Targeted gene modification in animal pathogenic chlamydia
Less widely known is that Chlamydia affects not only humans, but also animals. By causing disease in farm animals, such as in cows, sheep, pigs and chicken, Chlamydia can cause significant economic damage. Moreover, Chlamydia also infects pet animals, such as cats, guinea pigs, and parrots. While the Chlamydia species that infect animals are biologically different from the human pathogen Chlamydia trachomatis, some animal pathogenic Chlamydia can occasionally also infect humans. These zoonotic infections in which the bacteria are transmitted from an infected animal to a human can be severe and life-threatening.

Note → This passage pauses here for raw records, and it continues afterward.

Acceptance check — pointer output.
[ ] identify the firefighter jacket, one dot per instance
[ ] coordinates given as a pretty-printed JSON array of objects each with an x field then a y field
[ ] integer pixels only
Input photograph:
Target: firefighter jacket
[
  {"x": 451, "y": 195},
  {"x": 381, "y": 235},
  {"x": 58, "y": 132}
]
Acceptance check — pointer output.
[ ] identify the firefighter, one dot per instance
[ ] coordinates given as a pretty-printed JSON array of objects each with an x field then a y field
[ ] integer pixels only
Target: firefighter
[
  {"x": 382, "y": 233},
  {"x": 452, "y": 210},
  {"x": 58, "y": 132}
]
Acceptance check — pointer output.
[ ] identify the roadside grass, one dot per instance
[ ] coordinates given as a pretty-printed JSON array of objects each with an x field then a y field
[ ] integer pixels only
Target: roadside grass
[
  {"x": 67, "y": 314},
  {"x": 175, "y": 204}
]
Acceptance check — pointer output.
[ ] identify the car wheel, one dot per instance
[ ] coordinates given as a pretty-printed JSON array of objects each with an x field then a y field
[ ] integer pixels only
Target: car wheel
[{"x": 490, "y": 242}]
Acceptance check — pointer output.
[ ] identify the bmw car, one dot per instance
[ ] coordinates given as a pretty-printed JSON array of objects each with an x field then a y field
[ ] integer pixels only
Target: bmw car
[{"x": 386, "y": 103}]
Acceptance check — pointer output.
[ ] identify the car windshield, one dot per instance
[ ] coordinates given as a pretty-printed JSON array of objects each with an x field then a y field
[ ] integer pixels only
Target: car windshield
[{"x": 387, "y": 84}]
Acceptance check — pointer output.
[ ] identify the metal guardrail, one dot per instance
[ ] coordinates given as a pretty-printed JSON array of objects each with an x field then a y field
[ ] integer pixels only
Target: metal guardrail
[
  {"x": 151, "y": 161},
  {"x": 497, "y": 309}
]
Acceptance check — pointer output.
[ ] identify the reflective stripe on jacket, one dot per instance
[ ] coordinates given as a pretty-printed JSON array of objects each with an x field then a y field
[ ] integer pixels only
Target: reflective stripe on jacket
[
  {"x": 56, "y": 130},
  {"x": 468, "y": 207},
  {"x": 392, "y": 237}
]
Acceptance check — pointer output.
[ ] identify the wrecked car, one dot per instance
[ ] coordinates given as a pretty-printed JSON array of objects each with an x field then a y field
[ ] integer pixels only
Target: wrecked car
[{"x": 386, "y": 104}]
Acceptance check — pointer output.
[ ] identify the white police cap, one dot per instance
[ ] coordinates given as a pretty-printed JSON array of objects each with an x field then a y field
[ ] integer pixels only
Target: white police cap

In a collaborative study published in the journal PLOS ONE, researchers from the University of Maryland Baltimore (USA), Duke University (USA), and Umeå University (Sweden), joined forces to adapt a novel genetic tool for zoonotic Chlamydia.
“In order to understand why some Chlamydia can cause infections in humans and others not, we need to investigate how these different bacterial species differ in their ability to interact with their hosts,” says infection biologist Barbara Sixt from the Laboratory for Molecular Infection Medicine Sweden (MIMS) at Umeå University, one of the project leaders.
All known Chlamydia are intracellular bacteria, which means that the bacteria can enter into human or animal cells and multiply in the inside of the host cell. To remodel the host cell into a perfect home for the bacteria, Chlamydia produce virulence factors that can modify the normal functions of the cell. Interestingly, different Chlamydia species appear to produce distinct sets of these factors. “It is possible that the presence or absence of different virulence factors during infection with different Chlamydia species can determine their ability to infect different hosts and their ability to cause different diseases in these hosts,” says Barbara Sixt.
Our ability to test the function and importance of specific virulence factors depends on experimental strategies that enable researchers to generate mutant variants of the bacteria that can further be investigated in the laboratory. While such strategies were recently developed for the human pathogen Chlamydia trachomatis, similar experiments had so far not been conducted in zoonotic Chlamydia. “Using an approach that allows us to destroy specific bacterial genes by inserting a DNA fragment at a specific position in the bacterial genome, we managed to generate two mutants of Chlamydia caviae that lack distinct virulence factors,” says Kimberly Filcek, first author of the study. “This shows that the recently developed method for insertional gene disruption in Chlamydia trachomatis can be applied more widely for different Chlamydia species.”
The authors of the study focused on Chlamydia caviae, a Chlamydia species that primarily infects guinea pigs, but was more recently also identified as an agent of severe lung infections in humans. The species is also related to Chlamydia psittaci, a bird pathogen that causes “parrot fever” in humans. This disease, also called psittacosis, is the most frequent zoonotic Chlamydia infection.
In C. caviae, the authors disrupted two virulence factors, known as IncA and SinC. An IncA-deficient mutant displayed an altered morphology of the inclusion, which is the membranous vacuole in the host cell inside which the bacteria grow. Moreover, the authors observed that a SinC mutant displayed reduced virulence towards chicken embryos, suggesting that SinC contributes to C. caviae‘s ability to cause disease in animals. Interestingly, SinC is a factor that is only produced by zoonotic Chlamydia, but not by the main human pathogen C. trachomatis. “Future work will exploit the availability of the mutant to explore the molecular mode of action of SinC,” explains Patrik Bavoil from the University of Maryland.
“While there is much left to be learned about the function of IncA and SinC in C. caviae, our recent break-through in genetic modification of C. caviae will open up exciting new opportunities to investigate the biology of these pathogens. This may in the future potentially also enable alternative ways to treat infections,” Barbara Sixt concludes.